In this report we do 2 things. Firstly we do a simulation exercise where we explore the exponential distribution and find how the sample mean is cenitered around the true mean and the sample variance is close to the real variance.
In the second part we look at the R dataset TeethGrowth which compares the growth of the teeth of 60 guinea pigs who were given different doses of different Vitamin C supplements.
In this forst part we’re going to work with the exponential distribution f(x, lambda) where f(x) = lambda * exp(-lambda*x) when x >= 0 and f(x) = 0 otherwise. We’ll fix lambda at the level 0.2. Lets look at the densitiy and distribution functions. Note that the mean in an exponentially distributed variable is given by 1/lambda, 5 in our case of lambda = 0.2. We’ll denote this by a blue line in the plot.
lambda <- 0.2
par(mfrow = c(1,2))
curve(exp(-lambda*x), from=0, to = 25, main = "density function")
abline(v=c(1/lambda), col = "blue")
curve(1-exp(-lambda*x), from=0, to = 25, main = "cumulative distribution function")
abline(v=c(1/lambda), col = "blue")
Now to the fun part. Lets calculate 1000 medians. Each will be calculated from 40 simulated exponentially distributed random variables. Since we’ll want this to be reproducible, we’ll set the seed before creating random numbers.
set.seed(42)
means <- NULL
for (i in 1:1000) means <- c(means, mean(rexp(40,lambda)))
mean(means)
## [1] 4.986508
As we can see the mean of those 1000 means is quite near to 5.
Lets plot a histogram to see how the means are distributed. As we know the true mean is 1/lambda = 5, we’ll mark this in blue
hist(means, breaks = 25)
abline(v=5, col="blue")
We can cleary see that the sample means are centered around 5.

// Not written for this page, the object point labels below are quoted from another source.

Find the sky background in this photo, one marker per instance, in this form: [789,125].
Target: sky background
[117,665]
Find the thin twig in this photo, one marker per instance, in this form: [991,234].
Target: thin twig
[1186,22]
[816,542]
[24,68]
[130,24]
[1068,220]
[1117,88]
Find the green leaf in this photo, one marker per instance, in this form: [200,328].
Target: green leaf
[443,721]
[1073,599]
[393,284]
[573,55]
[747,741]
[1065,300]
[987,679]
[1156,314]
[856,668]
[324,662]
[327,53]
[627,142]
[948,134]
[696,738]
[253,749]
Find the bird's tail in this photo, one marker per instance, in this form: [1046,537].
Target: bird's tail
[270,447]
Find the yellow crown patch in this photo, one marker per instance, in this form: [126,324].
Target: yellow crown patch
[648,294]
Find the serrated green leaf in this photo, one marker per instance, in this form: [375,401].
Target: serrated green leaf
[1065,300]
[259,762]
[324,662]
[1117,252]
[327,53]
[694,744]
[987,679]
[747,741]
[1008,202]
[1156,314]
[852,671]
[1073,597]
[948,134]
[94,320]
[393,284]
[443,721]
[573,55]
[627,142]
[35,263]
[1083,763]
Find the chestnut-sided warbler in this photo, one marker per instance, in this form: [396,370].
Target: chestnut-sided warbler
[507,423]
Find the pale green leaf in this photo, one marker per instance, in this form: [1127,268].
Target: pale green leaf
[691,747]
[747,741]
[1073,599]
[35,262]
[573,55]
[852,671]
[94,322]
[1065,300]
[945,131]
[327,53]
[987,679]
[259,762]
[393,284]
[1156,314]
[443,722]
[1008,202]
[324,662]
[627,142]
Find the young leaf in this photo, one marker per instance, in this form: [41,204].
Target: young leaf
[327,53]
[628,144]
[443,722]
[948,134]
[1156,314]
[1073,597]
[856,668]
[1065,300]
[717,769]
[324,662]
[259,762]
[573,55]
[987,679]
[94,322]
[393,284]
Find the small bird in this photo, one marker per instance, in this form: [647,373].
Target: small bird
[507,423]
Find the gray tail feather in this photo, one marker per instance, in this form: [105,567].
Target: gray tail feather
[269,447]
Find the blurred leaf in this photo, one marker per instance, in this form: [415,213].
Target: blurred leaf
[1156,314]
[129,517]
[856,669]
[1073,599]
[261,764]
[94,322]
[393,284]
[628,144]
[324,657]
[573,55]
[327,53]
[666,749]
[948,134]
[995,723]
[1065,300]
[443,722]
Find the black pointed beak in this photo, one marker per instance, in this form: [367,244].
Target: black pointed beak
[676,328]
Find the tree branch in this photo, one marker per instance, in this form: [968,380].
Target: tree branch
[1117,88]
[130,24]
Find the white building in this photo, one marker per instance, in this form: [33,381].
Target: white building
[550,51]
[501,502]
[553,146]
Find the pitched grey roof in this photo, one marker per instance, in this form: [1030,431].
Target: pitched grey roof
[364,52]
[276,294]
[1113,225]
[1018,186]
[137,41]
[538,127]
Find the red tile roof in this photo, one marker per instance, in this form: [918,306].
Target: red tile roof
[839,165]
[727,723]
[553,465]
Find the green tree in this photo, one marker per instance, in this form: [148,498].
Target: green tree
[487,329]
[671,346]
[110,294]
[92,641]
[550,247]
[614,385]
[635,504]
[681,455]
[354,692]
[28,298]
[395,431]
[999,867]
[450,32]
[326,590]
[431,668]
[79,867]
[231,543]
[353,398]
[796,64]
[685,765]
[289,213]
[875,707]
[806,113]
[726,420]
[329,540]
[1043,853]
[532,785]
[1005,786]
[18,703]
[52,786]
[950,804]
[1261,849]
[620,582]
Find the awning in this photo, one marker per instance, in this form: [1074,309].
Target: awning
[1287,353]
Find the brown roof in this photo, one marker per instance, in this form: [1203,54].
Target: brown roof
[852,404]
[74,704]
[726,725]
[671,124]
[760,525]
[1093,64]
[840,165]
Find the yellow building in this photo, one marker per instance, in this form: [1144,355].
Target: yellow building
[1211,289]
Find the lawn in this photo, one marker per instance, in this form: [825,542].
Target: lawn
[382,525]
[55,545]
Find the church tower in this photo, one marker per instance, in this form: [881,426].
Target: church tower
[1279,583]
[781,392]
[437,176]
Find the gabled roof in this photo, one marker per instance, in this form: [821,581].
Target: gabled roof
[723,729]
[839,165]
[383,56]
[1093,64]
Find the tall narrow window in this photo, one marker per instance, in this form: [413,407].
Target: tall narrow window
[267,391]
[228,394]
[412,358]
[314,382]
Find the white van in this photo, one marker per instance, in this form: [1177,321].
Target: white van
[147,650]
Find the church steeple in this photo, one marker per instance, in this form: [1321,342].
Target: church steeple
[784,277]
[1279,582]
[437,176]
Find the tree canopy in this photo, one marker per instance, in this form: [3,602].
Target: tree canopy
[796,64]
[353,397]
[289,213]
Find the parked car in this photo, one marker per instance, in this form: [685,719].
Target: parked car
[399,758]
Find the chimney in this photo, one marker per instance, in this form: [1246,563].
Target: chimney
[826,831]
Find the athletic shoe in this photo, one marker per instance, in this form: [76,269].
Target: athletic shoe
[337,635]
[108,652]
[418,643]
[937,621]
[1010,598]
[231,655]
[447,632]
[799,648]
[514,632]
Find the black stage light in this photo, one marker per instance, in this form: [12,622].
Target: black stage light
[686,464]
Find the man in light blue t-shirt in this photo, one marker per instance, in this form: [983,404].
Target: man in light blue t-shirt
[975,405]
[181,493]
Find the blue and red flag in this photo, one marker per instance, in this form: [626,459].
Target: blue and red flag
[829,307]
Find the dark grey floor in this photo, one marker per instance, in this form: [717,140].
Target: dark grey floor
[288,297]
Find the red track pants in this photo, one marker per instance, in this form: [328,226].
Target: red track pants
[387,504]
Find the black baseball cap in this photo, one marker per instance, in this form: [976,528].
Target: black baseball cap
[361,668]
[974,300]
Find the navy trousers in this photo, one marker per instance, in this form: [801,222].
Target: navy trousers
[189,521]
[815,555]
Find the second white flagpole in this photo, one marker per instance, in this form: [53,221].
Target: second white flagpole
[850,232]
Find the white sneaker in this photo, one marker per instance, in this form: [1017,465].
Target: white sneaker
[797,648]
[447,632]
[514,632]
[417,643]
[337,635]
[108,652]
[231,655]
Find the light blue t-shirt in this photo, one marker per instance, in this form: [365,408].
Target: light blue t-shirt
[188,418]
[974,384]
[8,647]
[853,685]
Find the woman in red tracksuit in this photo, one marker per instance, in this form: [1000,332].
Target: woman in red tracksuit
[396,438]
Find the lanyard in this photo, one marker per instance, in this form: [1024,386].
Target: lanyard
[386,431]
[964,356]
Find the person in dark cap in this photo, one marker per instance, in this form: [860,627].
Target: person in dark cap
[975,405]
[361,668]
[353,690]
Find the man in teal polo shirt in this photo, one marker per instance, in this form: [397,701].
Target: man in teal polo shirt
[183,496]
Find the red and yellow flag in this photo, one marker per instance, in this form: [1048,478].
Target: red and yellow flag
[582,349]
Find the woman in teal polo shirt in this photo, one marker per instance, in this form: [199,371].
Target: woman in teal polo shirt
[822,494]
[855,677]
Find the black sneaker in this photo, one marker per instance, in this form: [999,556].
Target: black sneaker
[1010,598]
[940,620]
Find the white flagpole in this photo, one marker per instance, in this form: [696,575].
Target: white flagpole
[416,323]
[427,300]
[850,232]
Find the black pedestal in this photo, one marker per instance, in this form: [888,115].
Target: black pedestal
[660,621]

For the exponential distribution the standard deviation is, same as the mean 1/lambda, thus the variance is 1/lambda^2, in our case that means the true variance be 1/0.04 which equals 25. Baiscally we’re going to do the same as before. We’ll create 1000 times 40 random variables which are distributed exponentially with lambda = 0.2. Then we’re goint to take the median of this sample and expect to see a value close to 25. Note that we set the seed to the same value as before, such that the sample will be the same as before.
set.seed(42)
vars <- NULL
for (i in 1:1000) vars <- c(vars, var(rexp(40,lambda)))
mean(vars)
## [1] 25.16591
Great, we can see that the difference to the real variance is very small. But since pictures say more then 1000 words, let’s look at a visualisation. We’ll mark the real variance of 25 in red.
hist(vars, breaks = 25)
abline(v=25, col="red")
Recall that histogramm from before? We’ll plot it again, this time we set the paramter prob to TRUE so that we can overlay the histogramm with the density function in green,
hist(means, breaks = 25, prob = TRUE, main = "Histogram and density of means")
lines(density(means), col = "green")
See, how the green curve resembles the curve of a normal distribution.
In this second part we’ll look at the ToothGrowth data from r. First we load the data and let r give us a short summary
data("ToothGrowth")
str(ToothGrowth)
## 'data.frame': 60 obs. of 3 variables:
## $ len : num 4.2 11.5 7.3 5.8 6.4 10 11.2 11.2 5.2 7 ...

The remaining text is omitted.